Personne ici ne chante, ou ne pleure dans le coin,
Ne pique des éperons, n’épouvante le serpent :
Ici je ne veux rien que la rondeur des yeux
Pour voir ce corps sans possible repos.

Je veux voir ici les hommes à la voix dure.
Les dompteurs de chevaux, qui maîtrisent les fleuves :
Les hommes dont les os craquent et qui chantent,
La bouche plaine de soleil et de silex.

Je veux les voir ici. Devant la pierre.
Devant ce corps aux rênes brisées.
Je veux qu’ils montrent où est l’issue
Pour ce capitaine attaché par la mort.

Je veux qu’ils me montrent un pleur pareil à un fleuve
Avec de douces brumes et des rives profondes,
Pour emporter le corps d’Ignacio, et qu’il se perde
Sans écouter le double souffle des taureaux.

Qu’il se perde dans la ronde plaza de la lune
De qui l’enfance est comme une dolente bête immobile ;
Qu’il se perde dans la nuit privée de chants des poissons
Et dans la broussaille blanche de la fumée congelée.

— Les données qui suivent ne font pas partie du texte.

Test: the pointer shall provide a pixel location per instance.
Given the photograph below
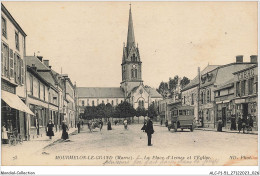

Je ne veux pas qu’on lui couvre le visage de mouchoirs
Afin qu’il s’habitue à cette mort qu’il porte.
Va-t’en, Ignacio : le chaud meuglement ne te soit pas sensible
Dors, vole, repose : la mer aussi se meurt !

IV. Absence de l'âme

Ni le taureau ni le figuier ne te connaissent,
Ni les chevaux ni les fourmis de ta maison.
L’enfant ne te connaît ni la soirée
Parce que tu es mort pour toujours.

Ne te connaît le dos de la pierre,
Ni le satin noir où tu te déchires.
Plus ne te connaît ton souvenir muet
Parce que tu es mort pour toujours.

Viendra l’automne avec les coques-fleurs,
Raisins de brume et montagnes en groupe,
Mais ne voudra personne regarder tes yeux
Parce que tu es mort pour toujours.

Parce que tu es mort pour toujours,
Comme tous les morts de la Terre,
Comme tous les morts qu’on oublie
Dans un amoncellement de chiens éteints.

Nul ne te connaît plus. Non. Mais je te chante.
Je chante pour plus tard ta silhouette et ta grâce.
L’insigne maturité de ta connaissance,
Ton appétit de mort et le goût de sa bouche.
La tristesse qu’éprouvera ta vaillante allégresse.

De longtemps ne naîtra, si toutefois il naît,
Un Andalou si clair, si riche d’aventures,
Je chante son élégance en des mots qui gémissent,
Et me rappelle une brise triste dans les oliviers.